The docket speed of the EDVA is a two-edged sword for the plaintiff-patentee. On the one hand, getting to trial in less than a year allows a patentee to enforce its rights swiftly. On the other hand, the court's system of randomly assigning patent cases to the three divisions creates some uncertainties (the differences between divisions and judges is discussed in more depth in the article). In addition, the fast schedule requires the plaintiff-patentee to do more pre-filing "due diligence" because there is no time to conduct a fact investigation during discovery. Among the tasks a plaintiff-patentee should complete before filing suit are:
- Issue a litigation hold letter to/within the client -- This is a basic requirement of modern federal court litigation, but is all the more important in the EDVA's speedy docket. The well-known Infineon v. Rambus saga shows the dangers of ignoring (or flaunting) ediscovery obligations.
- Investigate the patent - Obviously, an attorney representing a plaintiff-patentee must carefully review the patent and the file history and look at any potentially invalidating prior art that the defendant might assert. In the EDVA, the potential plaintiff should go beyond these basic steps to craft well-developed claim construction and infringement positions before suit is filed.
- Retain an Expert and Develop an Infringement Theory - Again, it's obvious that a plaintiff-patentee must be able to articulate its infringement theory before filing suit. It is strongly recommended, that the EDVA plaintiff go farther and have its infringement expert perform an infringement analysis before suit is filed. That analysis will guide everything - from identifying potential defendants, to claim construction and discovery requests - and will become the basis of the expert's report.
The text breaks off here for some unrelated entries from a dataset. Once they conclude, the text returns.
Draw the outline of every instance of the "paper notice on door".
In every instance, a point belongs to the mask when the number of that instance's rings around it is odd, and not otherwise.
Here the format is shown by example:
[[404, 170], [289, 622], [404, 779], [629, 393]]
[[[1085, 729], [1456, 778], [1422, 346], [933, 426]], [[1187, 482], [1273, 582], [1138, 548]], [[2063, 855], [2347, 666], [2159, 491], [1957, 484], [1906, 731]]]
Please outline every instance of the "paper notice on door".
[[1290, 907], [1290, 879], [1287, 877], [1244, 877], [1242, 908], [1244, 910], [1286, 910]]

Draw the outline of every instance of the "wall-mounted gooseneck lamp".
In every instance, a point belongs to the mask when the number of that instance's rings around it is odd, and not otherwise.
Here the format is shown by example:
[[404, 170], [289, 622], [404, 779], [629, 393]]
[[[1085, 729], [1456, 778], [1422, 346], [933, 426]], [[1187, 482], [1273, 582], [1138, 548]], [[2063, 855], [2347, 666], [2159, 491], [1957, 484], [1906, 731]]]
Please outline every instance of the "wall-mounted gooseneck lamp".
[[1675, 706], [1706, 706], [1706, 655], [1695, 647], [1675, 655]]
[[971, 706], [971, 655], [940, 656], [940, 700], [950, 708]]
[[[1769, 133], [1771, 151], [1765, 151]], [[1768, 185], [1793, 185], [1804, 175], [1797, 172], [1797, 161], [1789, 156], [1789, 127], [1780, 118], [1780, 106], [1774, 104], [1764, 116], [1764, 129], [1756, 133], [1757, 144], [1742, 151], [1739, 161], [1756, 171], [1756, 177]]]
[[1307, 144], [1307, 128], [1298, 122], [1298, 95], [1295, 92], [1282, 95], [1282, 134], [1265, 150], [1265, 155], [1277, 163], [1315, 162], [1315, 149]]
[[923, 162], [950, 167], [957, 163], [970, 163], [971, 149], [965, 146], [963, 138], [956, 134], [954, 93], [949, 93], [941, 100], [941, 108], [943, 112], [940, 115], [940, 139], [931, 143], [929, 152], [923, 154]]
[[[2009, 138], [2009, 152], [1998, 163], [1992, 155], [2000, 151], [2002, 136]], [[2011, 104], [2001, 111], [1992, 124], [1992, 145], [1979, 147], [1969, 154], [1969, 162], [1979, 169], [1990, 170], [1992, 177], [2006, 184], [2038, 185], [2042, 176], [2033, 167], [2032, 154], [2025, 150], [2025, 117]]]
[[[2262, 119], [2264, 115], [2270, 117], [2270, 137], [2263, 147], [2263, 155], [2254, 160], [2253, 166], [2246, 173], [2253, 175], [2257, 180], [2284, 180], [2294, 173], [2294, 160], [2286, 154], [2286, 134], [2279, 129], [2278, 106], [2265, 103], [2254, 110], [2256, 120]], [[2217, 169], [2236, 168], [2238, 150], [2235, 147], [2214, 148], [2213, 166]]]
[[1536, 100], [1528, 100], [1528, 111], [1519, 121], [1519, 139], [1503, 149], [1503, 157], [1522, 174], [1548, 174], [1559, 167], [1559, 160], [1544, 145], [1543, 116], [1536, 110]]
- Investigate the Accused Product - As in any case, a plaintiff-patentee should find out everything it can about the accused products from publicly available information before filing suit. Counsel should take full advantage of its client, who often has the most knowledge of the industry and its competitor's products. Even where technical information or the accused products themselves are not readily available in the market, the plaintiff-patentee must use what information it does have to clearly understand the non-public technical information it needs so that it can seek that information -- either from the defendant or third parties -- as soon as suit is filed.
- Investigate Damages - Like all plaintifffs, a patent infringement plaintiff must always weigh the costs of litigation against the potential recovery. The EDVA's speed compacts the costs of litigation and inevitably increases them. Before filing suit, the plaintiff-patentee must make at least a rough estimate of the potential damages to make sure that the fight is worth the cost.
- Gather Your Documents - Staying ahead of discovery deadlines is crucial in patent litigation in the EDVA. The plaintiff-patentee is well-positioned to do this because it can gather its documents before filing suit, when document collection and review can be done on a longer timeline, putting less pressure on the client. It also allows counsel to fully understand its client's documents before suit begins, heads off potential discovery motions and puts pressure on the defendant to move just as quickly.
- Serve Discovery as Soon as Possible - Many of the pretrial orders in the EDVA permit the parties to begin discovery as soon as a Rule 26(f) conference is held, even before the inital scheduling conference. A plaintiff should have its interrogatories, including interrogatories seeking claim construction positions, non-infringement contentions and the basis for affirmative defenses, ready to serve as soon as it is allowed. A plaintiff should request the most important information up front and focus its discovery requests by seeking "documents sufficient to show" requested information. Such requests both preclude claims of overbreadth and prevent a defendant from attempting to overwhelm the plaintiff with large amounts of irrelevant or tangential information.
The moral of the story for the plaintiff-patentee is "prepare as much as you can before filing suit." The more prepared the plaintiff-patentee is, the more it will be able to take advantage of the EDVA's "rocket docket."